Tape has been an enterprise only choice for more than 2 decades. Why? Tape came into maturity in the Gartner® hypecycle® in the 1990s, the capacity and use cases did not fit the consumer space. However, the extreme cost differential of tape compared to HDD have made tape a mainstay for data retention in the enterprise and for hyperscale companies. Even as the price of HDD plummeted, tape remains 4 to 5 times lower in total cost of ownership.
That brings us back to the question, why is the capacity shipped each year so much less than HDD? Tape media has an average field life of 9.2 years, with some very large customers using a single tape media for up to 12 years, reasonably. In a standard archive scenario retaining data for 10 years HDDs consume nearly 2 times the number of HDDs with 3 times the data management. (table 1). A Contributing factor to why HDD has continued high volumes of sales and capacity. Even in the archive storage space.
Table1 . Compare of HDD and Tape media for 27PB, 8% CAGR, 10-year retention, 4 year HDD refresh cycle, HDD published roadmap, Single generation update for tape, no migration.
As the data indicates, HDD refresh requirements and usage as transient data storage provides an answer to the question, tape is more efficient in nearly every manner (sustainability ) when compared to HDDs in the archive data space, with few media being replaced each year for tape, the real measurement is the capacity for a rolling time period of years not months.
Conclusion, from the moment data is created it is on a journey, if the data is to be retained for any period longer than 1 year, the journey will end up on tape. The idea that all data will reside on a single type of digital storage media is feasible but comes with a high cost.
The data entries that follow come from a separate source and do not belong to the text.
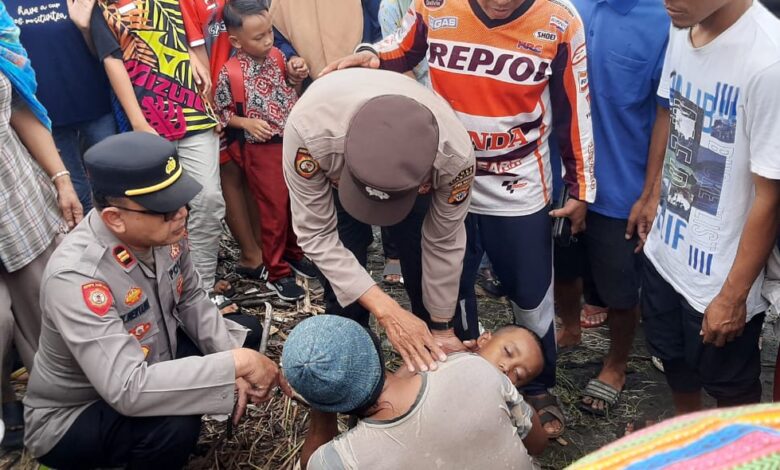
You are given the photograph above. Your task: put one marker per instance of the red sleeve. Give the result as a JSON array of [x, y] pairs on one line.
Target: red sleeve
[[192, 23]]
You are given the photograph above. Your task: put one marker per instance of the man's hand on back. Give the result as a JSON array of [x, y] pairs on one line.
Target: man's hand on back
[[361, 59]]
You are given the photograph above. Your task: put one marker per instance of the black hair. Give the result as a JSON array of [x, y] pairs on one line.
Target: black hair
[[537, 338], [236, 10]]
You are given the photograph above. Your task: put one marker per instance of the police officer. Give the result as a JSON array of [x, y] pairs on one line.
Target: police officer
[[122, 305], [369, 147]]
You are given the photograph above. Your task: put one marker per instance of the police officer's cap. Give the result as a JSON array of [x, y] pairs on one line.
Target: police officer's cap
[[143, 167]]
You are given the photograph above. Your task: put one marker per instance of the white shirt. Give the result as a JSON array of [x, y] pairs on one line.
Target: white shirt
[[724, 102]]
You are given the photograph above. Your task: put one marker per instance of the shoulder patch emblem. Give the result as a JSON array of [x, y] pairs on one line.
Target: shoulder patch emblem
[[123, 256], [305, 164], [133, 296], [140, 330], [175, 250], [98, 297]]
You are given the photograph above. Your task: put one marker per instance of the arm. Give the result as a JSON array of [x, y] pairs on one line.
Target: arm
[[401, 51], [315, 223], [39, 142], [569, 94], [80, 12]]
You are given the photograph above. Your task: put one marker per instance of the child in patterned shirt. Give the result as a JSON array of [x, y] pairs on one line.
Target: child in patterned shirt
[[253, 97]]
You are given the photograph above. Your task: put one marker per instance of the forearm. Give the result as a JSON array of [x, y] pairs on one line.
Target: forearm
[[758, 238], [37, 139], [123, 87], [655, 156]]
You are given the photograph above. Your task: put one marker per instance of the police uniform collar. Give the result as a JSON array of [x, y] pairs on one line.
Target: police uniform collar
[[622, 6]]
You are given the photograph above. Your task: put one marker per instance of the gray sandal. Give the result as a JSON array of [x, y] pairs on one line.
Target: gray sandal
[[598, 390]]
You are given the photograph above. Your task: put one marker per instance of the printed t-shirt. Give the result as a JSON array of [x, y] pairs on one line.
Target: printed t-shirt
[[147, 35], [722, 98], [72, 84]]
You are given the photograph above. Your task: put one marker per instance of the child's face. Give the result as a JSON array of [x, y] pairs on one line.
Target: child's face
[[255, 37], [514, 352]]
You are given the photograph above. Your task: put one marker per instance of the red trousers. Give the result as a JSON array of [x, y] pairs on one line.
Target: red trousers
[[262, 165]]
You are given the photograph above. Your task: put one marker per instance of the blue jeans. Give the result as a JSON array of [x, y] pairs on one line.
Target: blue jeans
[[72, 141]]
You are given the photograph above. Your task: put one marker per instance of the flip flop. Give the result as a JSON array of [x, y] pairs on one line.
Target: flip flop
[[548, 408], [392, 269], [589, 311], [599, 390]]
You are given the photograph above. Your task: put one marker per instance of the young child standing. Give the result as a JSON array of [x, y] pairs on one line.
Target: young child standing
[[254, 96], [144, 50]]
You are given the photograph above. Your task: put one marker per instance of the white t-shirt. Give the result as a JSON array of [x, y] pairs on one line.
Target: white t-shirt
[[724, 101]]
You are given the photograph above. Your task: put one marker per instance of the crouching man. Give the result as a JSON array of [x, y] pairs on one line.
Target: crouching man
[[132, 351]]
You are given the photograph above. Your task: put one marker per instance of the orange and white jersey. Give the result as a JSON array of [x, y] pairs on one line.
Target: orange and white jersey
[[513, 83]]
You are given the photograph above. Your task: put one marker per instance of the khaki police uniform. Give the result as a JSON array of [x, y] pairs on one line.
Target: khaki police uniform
[[314, 142], [109, 333]]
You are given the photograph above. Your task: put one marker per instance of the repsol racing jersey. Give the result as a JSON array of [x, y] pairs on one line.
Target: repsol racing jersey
[[512, 83]]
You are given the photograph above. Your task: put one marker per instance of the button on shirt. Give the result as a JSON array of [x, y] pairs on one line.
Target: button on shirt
[[626, 41], [109, 333]]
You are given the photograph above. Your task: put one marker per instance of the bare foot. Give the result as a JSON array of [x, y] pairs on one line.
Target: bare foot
[[566, 338], [611, 377]]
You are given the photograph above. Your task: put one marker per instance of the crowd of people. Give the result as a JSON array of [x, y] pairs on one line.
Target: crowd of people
[[620, 151]]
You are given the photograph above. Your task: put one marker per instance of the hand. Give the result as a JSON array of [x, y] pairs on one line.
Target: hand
[[261, 373], [68, 200], [257, 128], [411, 338], [297, 71], [724, 320], [448, 341], [645, 219], [575, 210], [361, 59], [80, 12], [200, 73], [635, 221]]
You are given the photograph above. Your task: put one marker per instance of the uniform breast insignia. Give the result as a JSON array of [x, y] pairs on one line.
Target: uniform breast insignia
[[133, 296], [140, 330], [123, 256], [98, 297], [175, 250], [305, 164], [136, 312]]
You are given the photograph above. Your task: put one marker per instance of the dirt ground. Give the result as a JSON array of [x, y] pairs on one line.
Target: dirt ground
[[271, 436]]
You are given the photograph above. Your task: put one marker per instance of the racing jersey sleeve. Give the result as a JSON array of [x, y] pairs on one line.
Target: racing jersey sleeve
[[403, 49], [570, 99]]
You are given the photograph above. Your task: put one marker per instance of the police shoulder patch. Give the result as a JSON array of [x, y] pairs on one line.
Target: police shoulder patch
[[305, 164], [97, 297]]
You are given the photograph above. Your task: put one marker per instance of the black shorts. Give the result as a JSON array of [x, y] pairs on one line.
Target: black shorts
[[672, 326], [605, 261]]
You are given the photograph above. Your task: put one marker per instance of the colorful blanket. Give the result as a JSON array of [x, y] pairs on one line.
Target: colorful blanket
[[744, 437]]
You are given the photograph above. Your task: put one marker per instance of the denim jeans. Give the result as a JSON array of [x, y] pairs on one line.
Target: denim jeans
[[72, 141]]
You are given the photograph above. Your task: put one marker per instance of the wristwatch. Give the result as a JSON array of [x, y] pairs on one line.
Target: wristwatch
[[441, 326]]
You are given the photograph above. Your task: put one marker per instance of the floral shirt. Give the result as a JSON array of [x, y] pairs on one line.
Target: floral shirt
[[267, 94]]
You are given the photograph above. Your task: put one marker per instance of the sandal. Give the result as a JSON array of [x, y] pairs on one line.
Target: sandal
[[13, 418], [259, 273], [599, 390], [392, 269], [549, 409], [592, 316]]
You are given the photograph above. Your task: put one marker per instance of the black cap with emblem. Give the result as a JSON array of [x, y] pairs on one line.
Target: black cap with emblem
[[389, 150], [143, 167]]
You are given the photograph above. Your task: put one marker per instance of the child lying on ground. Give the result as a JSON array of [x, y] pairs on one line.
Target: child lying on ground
[[466, 414]]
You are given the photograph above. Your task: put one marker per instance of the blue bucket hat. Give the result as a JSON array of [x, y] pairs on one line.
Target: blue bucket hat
[[334, 364]]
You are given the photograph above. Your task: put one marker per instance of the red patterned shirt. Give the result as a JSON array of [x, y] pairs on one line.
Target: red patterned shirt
[[267, 94]]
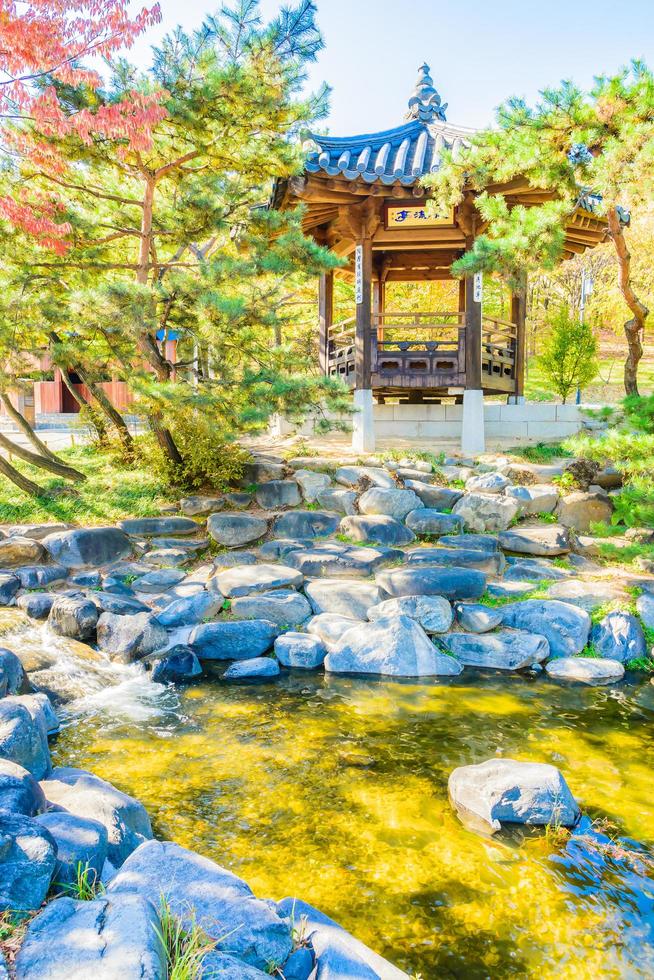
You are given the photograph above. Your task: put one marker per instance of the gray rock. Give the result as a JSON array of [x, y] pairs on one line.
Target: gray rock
[[486, 512], [27, 862], [248, 579], [345, 598], [36, 605], [378, 529], [88, 546], [395, 646], [22, 739], [13, 679], [504, 791], [339, 956], [476, 618], [394, 503], [432, 612], [76, 618], [130, 638], [234, 530], [451, 582], [190, 610], [278, 493], [107, 939], [259, 668], [19, 790], [199, 506], [565, 627], [299, 650], [305, 524], [504, 650], [81, 843], [550, 540], [338, 501], [233, 640], [579, 510], [86, 795], [539, 499], [619, 636], [282, 608], [352, 476], [585, 670], [220, 903]]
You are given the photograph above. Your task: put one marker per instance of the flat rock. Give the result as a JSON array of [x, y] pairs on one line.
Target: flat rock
[[107, 939], [233, 640], [201, 891], [299, 650], [565, 627], [452, 582], [504, 650], [503, 791], [395, 646], [85, 795], [376, 528], [345, 598], [486, 512], [248, 579], [550, 540], [585, 670], [432, 612], [234, 530]]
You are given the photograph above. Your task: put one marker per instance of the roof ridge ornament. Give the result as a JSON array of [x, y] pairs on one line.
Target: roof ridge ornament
[[425, 102]]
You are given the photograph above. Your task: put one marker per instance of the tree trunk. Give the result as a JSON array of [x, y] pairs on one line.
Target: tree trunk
[[635, 326], [22, 482], [26, 428], [59, 469]]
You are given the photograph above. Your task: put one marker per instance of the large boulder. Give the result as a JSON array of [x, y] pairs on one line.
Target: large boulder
[[395, 646], [19, 790], [202, 892], [486, 512], [378, 529], [389, 503], [233, 640], [248, 579], [130, 638], [581, 509], [305, 524], [73, 617], [619, 636], [565, 627], [504, 650], [85, 795], [235, 530], [549, 540], [81, 843], [452, 582], [342, 597], [105, 939], [502, 791], [27, 862], [432, 612], [87, 546]]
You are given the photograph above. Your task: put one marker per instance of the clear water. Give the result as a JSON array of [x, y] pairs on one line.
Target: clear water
[[335, 790]]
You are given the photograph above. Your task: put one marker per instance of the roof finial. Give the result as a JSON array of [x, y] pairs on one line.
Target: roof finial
[[425, 102]]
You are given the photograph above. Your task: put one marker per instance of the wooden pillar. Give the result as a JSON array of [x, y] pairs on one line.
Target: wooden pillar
[[325, 317]]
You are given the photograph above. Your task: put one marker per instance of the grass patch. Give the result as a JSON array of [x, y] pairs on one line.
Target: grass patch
[[112, 490]]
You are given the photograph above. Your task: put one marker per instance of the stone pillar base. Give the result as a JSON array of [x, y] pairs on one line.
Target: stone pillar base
[[472, 428], [363, 422]]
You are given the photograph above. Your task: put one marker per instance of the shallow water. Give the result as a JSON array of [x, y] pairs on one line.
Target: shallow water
[[335, 790]]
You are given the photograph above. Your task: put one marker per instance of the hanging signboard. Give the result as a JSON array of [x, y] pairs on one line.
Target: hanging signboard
[[358, 274]]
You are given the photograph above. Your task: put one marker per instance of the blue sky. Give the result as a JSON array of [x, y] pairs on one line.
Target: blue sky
[[480, 51]]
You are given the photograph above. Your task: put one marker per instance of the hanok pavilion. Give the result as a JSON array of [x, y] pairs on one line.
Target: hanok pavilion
[[363, 198]]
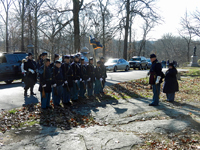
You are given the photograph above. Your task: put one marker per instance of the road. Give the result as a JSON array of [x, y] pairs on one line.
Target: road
[[11, 96]]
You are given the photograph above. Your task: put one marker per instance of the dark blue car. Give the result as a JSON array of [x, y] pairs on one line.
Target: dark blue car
[[10, 66]]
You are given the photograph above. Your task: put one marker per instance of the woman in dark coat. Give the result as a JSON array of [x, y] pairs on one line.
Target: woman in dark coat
[[171, 83]]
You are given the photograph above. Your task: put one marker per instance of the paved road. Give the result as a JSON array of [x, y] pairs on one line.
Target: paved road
[[11, 96]]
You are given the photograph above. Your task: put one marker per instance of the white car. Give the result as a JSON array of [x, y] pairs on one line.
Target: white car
[[117, 64]]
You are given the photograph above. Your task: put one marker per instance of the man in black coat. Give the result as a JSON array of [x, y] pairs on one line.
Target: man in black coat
[[31, 76], [68, 80], [155, 79], [45, 74]]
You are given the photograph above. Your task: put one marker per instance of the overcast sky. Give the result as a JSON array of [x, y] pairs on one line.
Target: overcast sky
[[172, 11]]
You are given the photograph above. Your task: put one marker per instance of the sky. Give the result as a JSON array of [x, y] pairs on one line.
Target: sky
[[172, 11]]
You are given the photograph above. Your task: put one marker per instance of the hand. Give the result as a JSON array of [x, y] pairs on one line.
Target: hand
[[158, 79], [31, 70]]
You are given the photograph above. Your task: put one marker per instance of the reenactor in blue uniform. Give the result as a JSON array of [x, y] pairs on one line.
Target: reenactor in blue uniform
[[104, 74], [83, 78], [91, 78], [57, 83], [76, 78], [56, 57], [31, 75], [98, 79], [155, 79], [45, 75], [68, 80]]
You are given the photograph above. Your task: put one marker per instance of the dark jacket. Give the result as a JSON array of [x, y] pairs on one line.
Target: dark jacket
[[156, 70], [171, 83], [57, 76], [98, 73], [67, 74], [30, 64], [83, 74], [103, 68], [91, 72], [45, 75], [76, 71]]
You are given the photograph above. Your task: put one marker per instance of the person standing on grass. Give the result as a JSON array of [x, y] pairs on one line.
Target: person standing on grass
[[171, 84], [155, 79]]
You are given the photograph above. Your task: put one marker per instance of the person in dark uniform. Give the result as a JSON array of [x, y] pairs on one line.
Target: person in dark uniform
[[56, 57], [71, 59], [91, 78], [57, 83], [41, 62], [76, 78], [68, 80], [155, 79], [83, 78], [31, 76], [104, 74], [171, 84], [45, 74], [98, 79]]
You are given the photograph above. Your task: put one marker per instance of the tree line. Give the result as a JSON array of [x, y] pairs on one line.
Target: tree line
[[64, 27]]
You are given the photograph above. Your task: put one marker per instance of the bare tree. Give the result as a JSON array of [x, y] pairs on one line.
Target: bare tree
[[6, 6]]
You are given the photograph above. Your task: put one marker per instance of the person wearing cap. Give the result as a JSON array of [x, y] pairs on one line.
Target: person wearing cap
[[56, 57], [98, 79], [170, 84], [155, 79], [68, 80], [90, 78], [76, 78], [104, 74], [41, 62], [83, 78], [57, 83], [31, 76], [45, 75]]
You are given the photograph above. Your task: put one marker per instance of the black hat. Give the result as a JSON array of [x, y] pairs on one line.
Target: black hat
[[29, 54], [56, 55], [44, 53], [57, 61], [67, 57], [47, 59], [152, 56], [76, 56]]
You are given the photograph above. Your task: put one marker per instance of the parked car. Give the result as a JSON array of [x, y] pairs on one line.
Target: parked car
[[10, 66], [117, 64], [139, 62], [149, 63]]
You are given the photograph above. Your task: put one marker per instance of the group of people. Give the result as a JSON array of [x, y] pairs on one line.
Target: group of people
[[66, 80], [170, 85]]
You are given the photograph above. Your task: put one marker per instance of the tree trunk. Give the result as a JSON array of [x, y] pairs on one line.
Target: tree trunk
[[76, 25], [126, 29], [22, 31]]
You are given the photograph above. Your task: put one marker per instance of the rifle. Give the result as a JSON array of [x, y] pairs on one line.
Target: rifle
[[54, 76], [43, 91], [67, 77]]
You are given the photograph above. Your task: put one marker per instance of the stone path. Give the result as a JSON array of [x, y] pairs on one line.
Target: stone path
[[120, 123]]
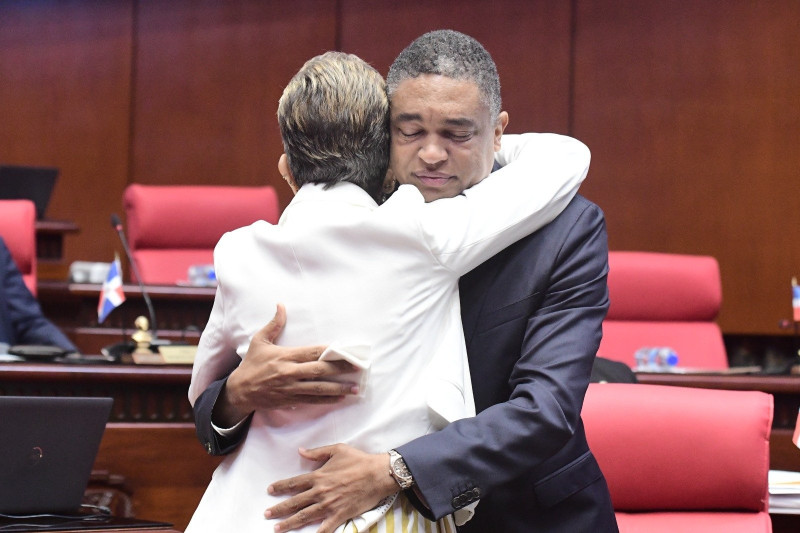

Cost in acquisition, cost in operation and a cost in sustainable IT. Misperceptions around the ease of use of tape are often from legacy operational experience or simply no experience. Data on tape is handled much the same as block level HDD communications, with the difference being tape is a linear media that requires ordered operations, a direction that is now being embraced with SMR HDD archives. Regardless of the market reports for any measurement period SSD, HDD and Tape will all be around for a long time. The world depends on all of these technologies to continue to deliver the performance, availability and durability of data, the global resource. As we approach another end of year, what’s old is new, and tape is experiencing another year of growth, while the cost to store data on tape shrinks to 1/100th of a penny per GB month.